The Victorian government has knocked back official COVID-19 health advice for mask mandates to return in schools, early childhood centres, retail stores and hospitality venues.
Acting Chief Health Officer Ben Cowie advised Health Minister Mary-Anne Thomas to reinstate the mandates but she instead opted to strongly recommend Victorians wear masks indoors and in crowded outdoor spaces.
Ms Thomas said she was given assurances from business and community leaders they would actively encourage mass mask use among workers.
“I made a decision based on the advice that I had received that further mandating masks was not the most effective way to get the message out about the importance of mask wearing,” she told reporters on Tuesday.
Under new measures from 11.59pm on Tuesday, people who test positive to the virus will be exempt from testing – and isolating for four weeks instead of 12 – in line with Australian Health Protection Principal Committee advice.
Employers have been asked to consider work-from-home arrangements for staff, although no recommendation has been issued.
A government advertising blitz will also be launched to promote vaccine boosters, and more grants made available to small businesses to buy air purifiers.
Ms Thomas branded the changes sensible and balanced in the face of rising cases and hospitalisations driven by surging Omicron BA.4 and BA.5 subvariants.
Victoria recorded 10,627 new cases and a further 16 deaths on Tuesday after hospitalisation rates jumped by 53 per cent in the past fortnight.
There are 737 people in Victorian hospitals, well shy of the 1229 peak recorded in mid-January during the original Omicron wave.
Modelling on forecast cases, hospitalisations and deaths in coming weeks and months was part of the official public health advice and informed Ms Thomas’ decision-making, but she declined to provide detail.
“Any figures that I gave you would be speculation because those figures depend on the actions that Victorians take right now,” she said.
The Victorian government has released modelling for past waves and Premier Daniel Andrews previously said it always followed health advice.
But mask mandates and other restrictions were not having the same impact they once did and more localised messaging was needed, Deakin University epidemiologist Catherine Bennett said.
“We need this to not be a one-size-fits-all message from a podium,” Professor Bennett told AAP.
The Victorian Chamber of Commerce and Industry believes it is sensible for the measures to be recommendations rather than mandates, saying it enables people to make their own decisions.

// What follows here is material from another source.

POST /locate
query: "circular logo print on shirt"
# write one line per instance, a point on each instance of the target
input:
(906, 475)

But AMA Victoria president Roderick McRae said Victoria was headed for another “perfect storm”, cheered on by the business community whose interests the government prioritised over health.

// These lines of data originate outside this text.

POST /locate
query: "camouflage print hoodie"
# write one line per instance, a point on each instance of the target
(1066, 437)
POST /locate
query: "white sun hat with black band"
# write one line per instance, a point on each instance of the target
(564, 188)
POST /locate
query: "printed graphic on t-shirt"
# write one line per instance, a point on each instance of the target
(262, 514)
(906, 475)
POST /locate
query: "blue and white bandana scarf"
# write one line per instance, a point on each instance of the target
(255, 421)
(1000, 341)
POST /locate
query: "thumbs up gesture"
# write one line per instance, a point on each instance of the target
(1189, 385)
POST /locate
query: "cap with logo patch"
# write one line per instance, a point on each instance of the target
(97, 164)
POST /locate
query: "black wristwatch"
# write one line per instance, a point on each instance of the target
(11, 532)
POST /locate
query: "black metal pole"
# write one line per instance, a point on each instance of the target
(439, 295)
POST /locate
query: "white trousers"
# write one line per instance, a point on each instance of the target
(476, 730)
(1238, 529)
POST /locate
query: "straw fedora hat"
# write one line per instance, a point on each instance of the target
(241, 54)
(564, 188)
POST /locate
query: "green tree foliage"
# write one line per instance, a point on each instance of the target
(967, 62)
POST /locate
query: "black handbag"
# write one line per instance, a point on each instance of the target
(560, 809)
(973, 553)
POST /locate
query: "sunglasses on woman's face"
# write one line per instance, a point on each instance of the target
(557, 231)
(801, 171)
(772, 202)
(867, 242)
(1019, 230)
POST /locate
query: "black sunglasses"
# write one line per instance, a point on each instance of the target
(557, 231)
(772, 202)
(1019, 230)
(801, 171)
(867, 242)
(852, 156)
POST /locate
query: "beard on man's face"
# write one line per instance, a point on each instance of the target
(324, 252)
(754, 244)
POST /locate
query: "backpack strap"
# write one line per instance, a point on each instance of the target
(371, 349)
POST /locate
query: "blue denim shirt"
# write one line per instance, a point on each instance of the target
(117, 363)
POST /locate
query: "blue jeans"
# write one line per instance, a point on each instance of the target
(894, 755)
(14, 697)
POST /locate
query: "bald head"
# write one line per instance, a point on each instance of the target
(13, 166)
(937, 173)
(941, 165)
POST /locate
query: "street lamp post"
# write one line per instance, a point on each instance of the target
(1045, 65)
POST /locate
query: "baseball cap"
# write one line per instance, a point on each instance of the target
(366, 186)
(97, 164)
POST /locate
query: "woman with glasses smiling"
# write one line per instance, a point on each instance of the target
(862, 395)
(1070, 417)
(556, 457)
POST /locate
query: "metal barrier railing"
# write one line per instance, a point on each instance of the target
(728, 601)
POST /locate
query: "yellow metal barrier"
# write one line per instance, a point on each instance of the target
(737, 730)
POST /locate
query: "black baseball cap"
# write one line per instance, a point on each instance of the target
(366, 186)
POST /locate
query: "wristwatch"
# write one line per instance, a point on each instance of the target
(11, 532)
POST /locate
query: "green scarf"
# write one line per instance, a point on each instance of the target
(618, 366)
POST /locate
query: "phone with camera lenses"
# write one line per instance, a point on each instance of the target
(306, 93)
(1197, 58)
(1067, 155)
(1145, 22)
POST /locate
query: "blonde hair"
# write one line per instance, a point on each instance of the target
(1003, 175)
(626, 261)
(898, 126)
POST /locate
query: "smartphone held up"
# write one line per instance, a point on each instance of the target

“They’re just in too big a rush to pretend this is all finished, which it is not, and ignoring the fact that we’re in the middle of winter,” he told AAP.

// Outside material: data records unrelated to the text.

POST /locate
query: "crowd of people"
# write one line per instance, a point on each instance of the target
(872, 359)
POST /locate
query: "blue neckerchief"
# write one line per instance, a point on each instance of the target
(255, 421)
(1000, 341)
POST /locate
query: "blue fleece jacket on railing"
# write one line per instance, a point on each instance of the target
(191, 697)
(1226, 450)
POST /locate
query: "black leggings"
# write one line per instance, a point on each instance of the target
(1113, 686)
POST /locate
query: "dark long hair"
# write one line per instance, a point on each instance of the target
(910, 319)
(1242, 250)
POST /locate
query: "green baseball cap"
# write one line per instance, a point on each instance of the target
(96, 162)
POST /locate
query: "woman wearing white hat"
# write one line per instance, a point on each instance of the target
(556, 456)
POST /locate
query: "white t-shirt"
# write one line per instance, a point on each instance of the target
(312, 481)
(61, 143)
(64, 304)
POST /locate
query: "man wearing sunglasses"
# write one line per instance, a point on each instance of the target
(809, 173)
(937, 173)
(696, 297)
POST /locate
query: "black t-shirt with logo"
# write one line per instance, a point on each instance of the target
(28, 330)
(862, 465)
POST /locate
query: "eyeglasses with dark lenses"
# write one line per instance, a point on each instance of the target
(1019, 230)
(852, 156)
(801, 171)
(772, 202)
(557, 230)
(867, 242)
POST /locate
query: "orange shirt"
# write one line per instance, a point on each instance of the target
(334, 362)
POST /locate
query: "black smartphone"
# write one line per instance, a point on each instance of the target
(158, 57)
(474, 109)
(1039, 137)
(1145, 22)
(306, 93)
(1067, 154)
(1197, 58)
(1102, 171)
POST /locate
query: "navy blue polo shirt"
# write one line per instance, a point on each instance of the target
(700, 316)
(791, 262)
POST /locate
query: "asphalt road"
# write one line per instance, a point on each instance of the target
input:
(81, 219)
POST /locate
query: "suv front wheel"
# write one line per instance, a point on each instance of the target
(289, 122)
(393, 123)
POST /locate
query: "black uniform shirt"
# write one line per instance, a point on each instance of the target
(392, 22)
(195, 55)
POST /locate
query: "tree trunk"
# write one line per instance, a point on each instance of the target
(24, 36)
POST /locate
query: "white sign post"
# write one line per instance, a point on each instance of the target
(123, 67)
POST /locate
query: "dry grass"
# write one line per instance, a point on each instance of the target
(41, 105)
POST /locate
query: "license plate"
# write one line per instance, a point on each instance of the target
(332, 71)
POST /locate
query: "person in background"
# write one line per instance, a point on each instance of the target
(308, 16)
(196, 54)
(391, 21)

Opposition Leader Matthew Guy was glad the government stopped short of reintroducing mask mandates, but criticised the timing of the vaccine booster initiative.
“I don’t understand why we are halfway through winter and they’ve decided to run an education campaign,” he said.
The official advice that formed the basis of the COVID-19 health orders will be tabled in state parliament within the next seven days, as required under the state’s pandemic laws.